"Kevin Wright" <kwright68@gmail.com> wrote in message
news:adf71a630511030726v10f1dc77sa7c760b96a27480f@mail.gmail.com...
> >From my experience (somewhat of a guess):
> Excel uses the first 16 rows of data to determine if a column is numeric
or
> character. The data type which is most common in the first 16 rows will
then
> be used for the whole column.
I ran some experiments trying to force RODBC to read column 1 of my worksheet as character data (the data are mostly numbers with two exceptions, 275a and 275b, as mentioned earlier).
Here's the base code:
> library(RODBC)
> channel <- odbcConnectExcel("U:/efg/lab/R/Krumlauf-Plasmid/construct
list.xls")
> plasmid <- sqlFetch(channel,"Sheet1", as.is=TRUE)
> odbcClose(channel)
> names(plasmid)
[1] "Plasmid Number" "Plasmid" "Concentration" "Comments" "Lost"
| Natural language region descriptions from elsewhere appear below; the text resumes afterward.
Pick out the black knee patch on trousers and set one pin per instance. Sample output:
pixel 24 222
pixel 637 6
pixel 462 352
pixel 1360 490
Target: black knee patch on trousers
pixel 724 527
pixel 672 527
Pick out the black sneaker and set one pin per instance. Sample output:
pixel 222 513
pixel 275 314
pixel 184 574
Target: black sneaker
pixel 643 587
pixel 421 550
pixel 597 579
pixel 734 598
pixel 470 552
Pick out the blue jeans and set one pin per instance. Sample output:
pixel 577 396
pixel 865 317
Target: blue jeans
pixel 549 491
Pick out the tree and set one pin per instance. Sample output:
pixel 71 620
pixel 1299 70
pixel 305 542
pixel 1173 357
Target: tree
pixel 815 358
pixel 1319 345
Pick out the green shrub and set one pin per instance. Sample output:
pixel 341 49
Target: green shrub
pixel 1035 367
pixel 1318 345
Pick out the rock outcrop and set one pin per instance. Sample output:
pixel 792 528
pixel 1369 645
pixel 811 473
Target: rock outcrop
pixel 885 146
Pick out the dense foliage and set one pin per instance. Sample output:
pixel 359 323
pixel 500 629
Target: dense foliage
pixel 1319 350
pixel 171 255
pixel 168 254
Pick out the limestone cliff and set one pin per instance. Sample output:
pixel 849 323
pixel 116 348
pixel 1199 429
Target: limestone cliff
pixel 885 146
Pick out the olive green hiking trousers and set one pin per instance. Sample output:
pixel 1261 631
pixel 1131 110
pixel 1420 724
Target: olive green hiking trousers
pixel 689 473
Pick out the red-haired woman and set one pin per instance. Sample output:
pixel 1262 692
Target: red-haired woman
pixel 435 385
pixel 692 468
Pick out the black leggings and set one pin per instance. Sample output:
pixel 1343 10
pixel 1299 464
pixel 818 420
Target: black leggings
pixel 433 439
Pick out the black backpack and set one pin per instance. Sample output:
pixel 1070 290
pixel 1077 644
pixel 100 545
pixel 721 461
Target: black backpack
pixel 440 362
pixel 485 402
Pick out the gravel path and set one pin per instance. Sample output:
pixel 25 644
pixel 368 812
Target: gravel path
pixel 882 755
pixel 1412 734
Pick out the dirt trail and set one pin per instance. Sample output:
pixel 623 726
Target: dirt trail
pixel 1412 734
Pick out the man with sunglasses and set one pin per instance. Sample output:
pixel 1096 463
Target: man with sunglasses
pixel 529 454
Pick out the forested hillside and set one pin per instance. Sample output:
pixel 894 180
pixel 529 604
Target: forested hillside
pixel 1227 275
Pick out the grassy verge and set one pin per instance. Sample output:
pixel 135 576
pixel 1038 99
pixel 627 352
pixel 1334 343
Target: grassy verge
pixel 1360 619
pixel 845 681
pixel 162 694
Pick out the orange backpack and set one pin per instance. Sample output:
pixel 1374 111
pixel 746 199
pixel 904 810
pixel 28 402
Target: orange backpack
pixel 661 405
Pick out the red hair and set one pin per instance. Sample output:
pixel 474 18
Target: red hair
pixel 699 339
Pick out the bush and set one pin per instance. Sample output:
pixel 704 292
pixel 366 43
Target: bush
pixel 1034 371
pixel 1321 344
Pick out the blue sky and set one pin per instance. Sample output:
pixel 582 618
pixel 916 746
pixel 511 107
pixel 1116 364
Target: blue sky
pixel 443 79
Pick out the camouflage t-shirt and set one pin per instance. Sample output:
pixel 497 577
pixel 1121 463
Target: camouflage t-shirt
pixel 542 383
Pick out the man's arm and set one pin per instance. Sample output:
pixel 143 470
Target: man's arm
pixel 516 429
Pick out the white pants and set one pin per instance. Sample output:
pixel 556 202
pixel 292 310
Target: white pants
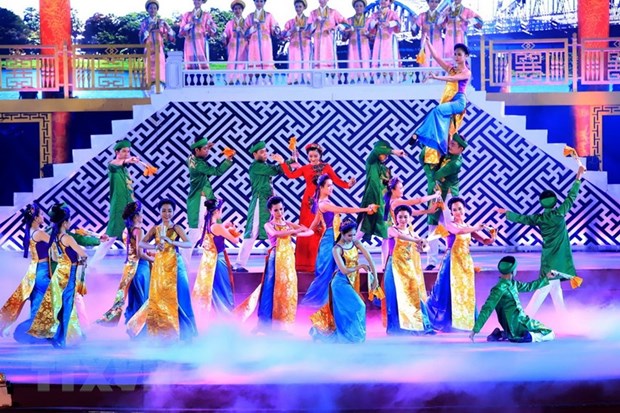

When Excel Sheet1 has rows 2:13 as an "X" to attempt to force treatment of column 1 as character data:
> class(plasmid$"Plasmid Number")
[1] "numeric"
> typeof(plasmid$"Plasmid Number")
[1] "double"
> plasmid$"Plasmid Number"[1:20]
[1] NA NA NA NA NA NA NA NA NA NA NA NA 2 3 4 5 6 7 8 9
Why would any software with 12 consecutive "X" character strings "assume" the data are purely numeric?
Add one more "X" so rows 2:14 have an "X" to attempt to force treatment of column 1 as character data:
> class(plasmid$"Plasmid Number")
[1] "character"
> typeof(plasmid$"Plasmid Number")
[1] "character"
> plasmid$"Plasmid Number"[1:20]
[1] "X" "X" "X" "X" "X" "X" "X" "X" "X" "X" "X" "X" "X" NA NA NA NA NA NA NA
So RODBC now recognizes "character" Xs in column 1 and then declares all numbers as invalid? These are incredibly (bad) assumptions.
I say this is a "bug", but it may be an ODBC problem and not one with "R. And if this is not an official "bug", then it's a serious design problem. Minimally, this issue should be described in the R Data Import/Export document, which everyone is told to read before asking a question.
It's frustrating when packages like this work for "toy" problems, and the documentation never mentions the pitfalls of real data.
> The gregmisc bundle has a different read.xls function that uses a Perl
> script (xls2csv) and seems to be safer with mixed-type columns.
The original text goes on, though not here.